The ongoing curriculum reforms have dominated public debate in the past weeks with opinion sharply divided over the efficacy of the implementation. The debate is healthy and should be encouraged.
Conceptually, the Competency-Based Curriculum (CBC) is a novelty. Its centrepiece is the imparting of knowledge and skills. Further, it allows flexibility with the understanding that learners have innate abilities and interests that should be fostered through education.
This is a departure from the current 8-4-4 system, which, though initially conceived as practical-based learning, evolved to become essentially a cognitive-oriented model. Moreover, it’s rigid and hardly allows learners to make choices and pursue their areas of interest.
Even so, the implementation of CBC seems to be dogged with numerous challenges. Which is hardly surprising: Every initiative suffers teething problems at inception and the success depends on the level of preparedness to address them.
In 2019, Education Cabinet Secretary George Magoha set up a task force to advise the government on implementation of the curriculum. The team chaired by Prof Fatuma Chege conducted public participation and compiled a report that it submitted to President Kenyatta in February.

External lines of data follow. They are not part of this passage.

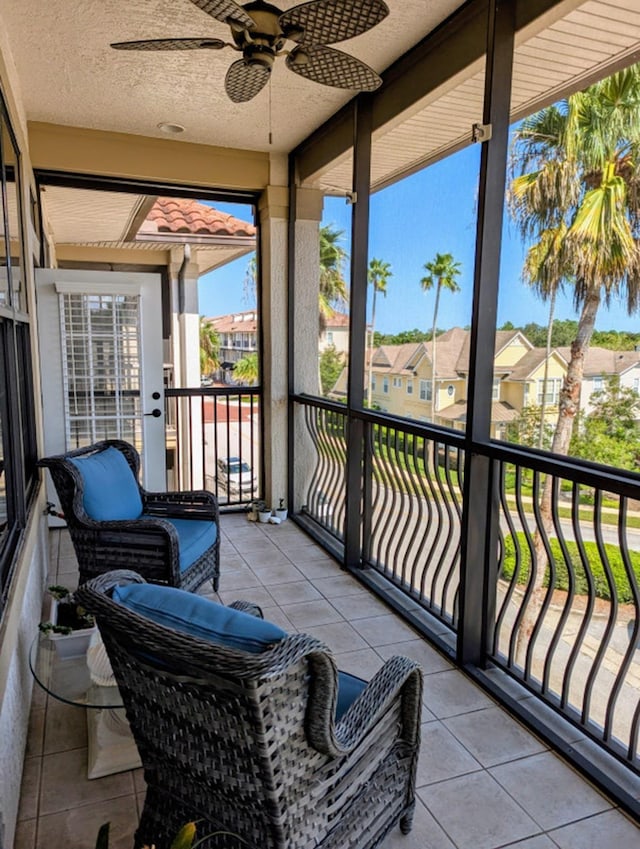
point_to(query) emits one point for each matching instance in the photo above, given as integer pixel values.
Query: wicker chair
(249, 745)
(154, 533)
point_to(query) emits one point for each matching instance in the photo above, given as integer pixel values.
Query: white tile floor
(484, 781)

Prof Chege has since been appointed principal secretary for the new State Department for Implementation of Curriculum Reforms, which should implement the report.

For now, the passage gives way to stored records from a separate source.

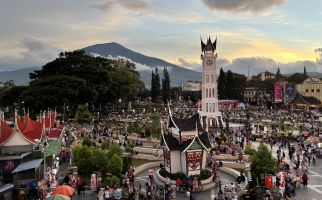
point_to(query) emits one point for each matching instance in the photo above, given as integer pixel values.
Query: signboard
(278, 92)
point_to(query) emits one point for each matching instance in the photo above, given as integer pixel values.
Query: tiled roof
(204, 138)
(5, 133)
(188, 124)
(54, 133)
(171, 142)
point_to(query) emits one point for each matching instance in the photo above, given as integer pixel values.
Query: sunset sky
(264, 34)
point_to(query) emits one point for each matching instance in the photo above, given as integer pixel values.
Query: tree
(115, 165)
(83, 115)
(76, 78)
(297, 78)
(114, 149)
(263, 162)
(221, 86)
(87, 141)
(11, 95)
(83, 159)
(166, 88)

At the weekend, the National Assembly’s Committee on Education asked the Education ministry and the Kenya Institute of Curriculum Development to respond to the public’s concerns. This is vital.
Some of the issues raised are teacher preparedness, teaching and learning resources, pedagogy, parental involvement, testing and transition. The success of the new curriculum depends on implementation of the task force report, which provides robust guidance on these issues.